Aber die staatlichen Ankläger stehen unter einem starken Druck der Öffentlichkeit, die wie im alten Rom neue Opfer für die Raubtiere in das Collosseum geführt sehen möchte. Und Helmut Kohl auf der Anklagebank im Saal des Bonner Landgerichts wäre schon ein Anblick, der die langsam gelangweilte deutsche Öffentlichkeit wenigstens für einige Tage wieder auf Trab bringen könnte. Ein Nervenkitzel wie beim Fußballspiel – und von den Türen des Gerichtssaales berichten die Reporter von N24 und ntv live in die deutschen Wohnzimmer.

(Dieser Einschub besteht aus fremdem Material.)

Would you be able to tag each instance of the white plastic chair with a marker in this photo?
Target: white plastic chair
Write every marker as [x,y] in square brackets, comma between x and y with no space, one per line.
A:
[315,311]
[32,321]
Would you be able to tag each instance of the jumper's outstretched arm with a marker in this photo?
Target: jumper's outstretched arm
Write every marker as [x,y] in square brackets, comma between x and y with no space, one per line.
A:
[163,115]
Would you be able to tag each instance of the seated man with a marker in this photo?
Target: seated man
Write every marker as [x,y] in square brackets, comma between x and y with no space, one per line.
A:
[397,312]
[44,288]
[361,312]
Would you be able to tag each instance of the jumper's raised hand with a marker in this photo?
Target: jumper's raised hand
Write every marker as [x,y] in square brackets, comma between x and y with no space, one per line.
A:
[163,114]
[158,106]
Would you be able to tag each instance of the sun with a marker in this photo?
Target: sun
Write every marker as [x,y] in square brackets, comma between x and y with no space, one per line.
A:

Der Unterschied zu den Raubtierszenen im alten Rom liegt natürlich auf der Hand: Deutsche Gerichte sind keine Einrichtungen, wo Urteil und Strafmaß von vornherein feststehen. Und ein Angeklagter Kohl dürfte nicht als reuiger Sünder im Büßerhemd auftreten, sondern eine gezielte Verteidigungsstrategie anwenden. Schon hat Kohls Anwalt Stephan Holthof-Pförtner ein Gutachten des Bayreuther Professors Harro Otto präsentiert, das Kohl vom Vorwurf der Untreue entlastet. Eine Geldstrafe ohne mündliche Verhandlung würde Kohl ablehnen, wurde der Anwalt zitiert. Allenfalls hinnehmen will man eine Einstellung des Verfahrens gegen Zahlung einer Geldbuße an eine gemeinnützige Einrichtung.

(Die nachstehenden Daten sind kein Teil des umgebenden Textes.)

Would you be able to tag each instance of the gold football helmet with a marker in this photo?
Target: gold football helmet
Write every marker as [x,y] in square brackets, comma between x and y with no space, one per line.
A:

Also könnte es zum offenen Prozeß kommen. Juristen wissen allemal, wie kompliziert strafrechtliche Verfahren wegen Untreue zu führen sind und wie viele Möglichkeiten ein guter Verteidiger in diesen Prozessen hat. Die Verteidigungsstrategien lassen sich um so besser durchsetzen, wenn es dem Angeklagten an jeder Form des Unrechtsbewußtseins oder an Schuldgefühl mangelt. Diesen Eindruck von Helmut Kohl zu haben, dürfte nicht ganz falsch sein. Die Sache könnte in einem mehrjährigen Prozeß enden.

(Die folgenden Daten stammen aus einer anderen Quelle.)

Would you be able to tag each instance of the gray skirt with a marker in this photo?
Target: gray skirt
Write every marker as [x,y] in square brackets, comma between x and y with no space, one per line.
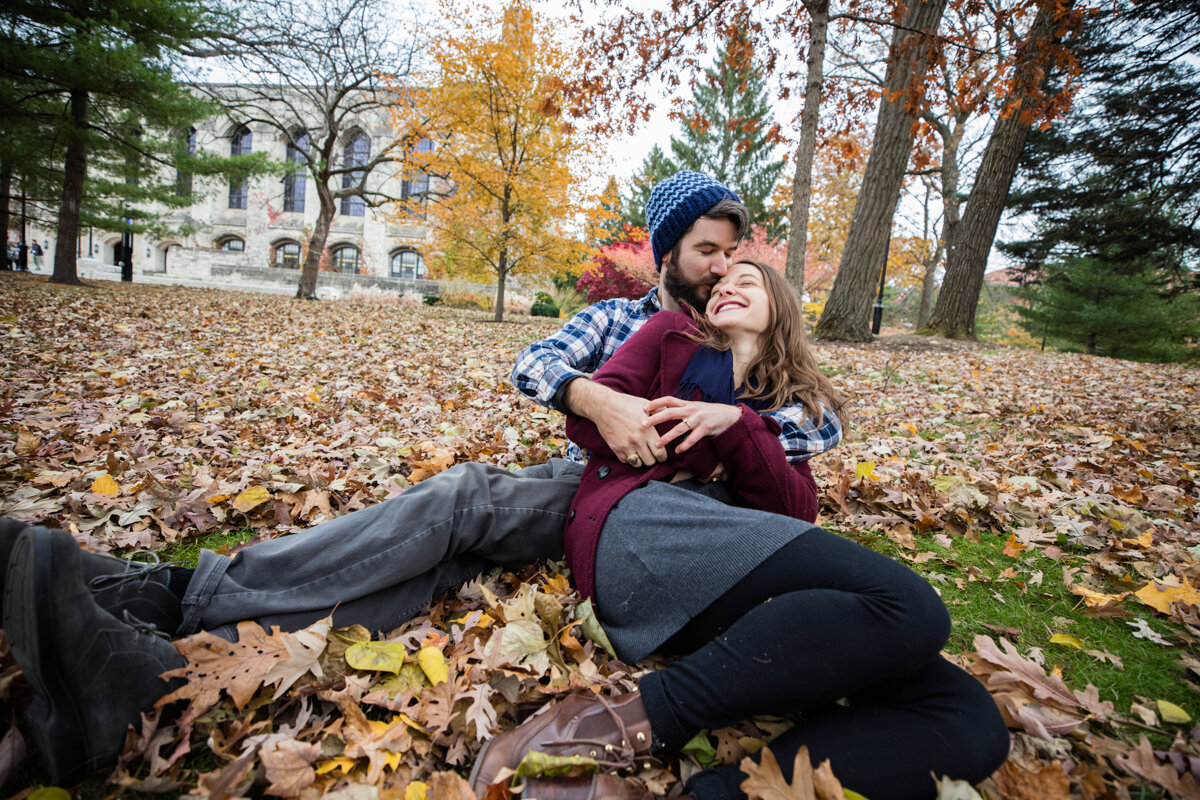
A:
[669,551]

Und wieder einmal zeigt sich, daß Gerichtsverfahren nicht für politische Auseinandersetzungen geeignet sind. Dies gilt genauso für Untersuchungsausschüsse. Schon der Flick-Untersuchungsausschuß konnte nur wenig Licht in das Dunkel des Bonner Korruptionssumpfes der frühen achtziger Jahre bringen. Einige der Hauptbeteiligten, etwa der spätere FDP-Vorsitzende Otto Graf Lambsdorff, wurden zwar wegen Steuerhinterziehung verurteilt, konnten aber dennoch in späteren Koalitionen maßgeblich an Steuerreformen der Bundesregierung mitwirken.

Eine ähnliche Entwicklung wird der Gang der Untersuchungen im neuen Parteispendenausschuß des Bundestages nehmen. Die Vernehmungen des Zeugen Kohl und des früheren Schatzmeisters Walther Leisler Kiep werden außer Erinnerungslücken und Aussageverweigerungen nichts zutage bringen. Der "Blackout", wie der damalige Generalsekratär Heiner Geißler Kohls Vergeßlichkeit in einem rheinland-pfälzischen Parteienfinanzierungsskandal bezeichnete, war eben schon immer beautiful.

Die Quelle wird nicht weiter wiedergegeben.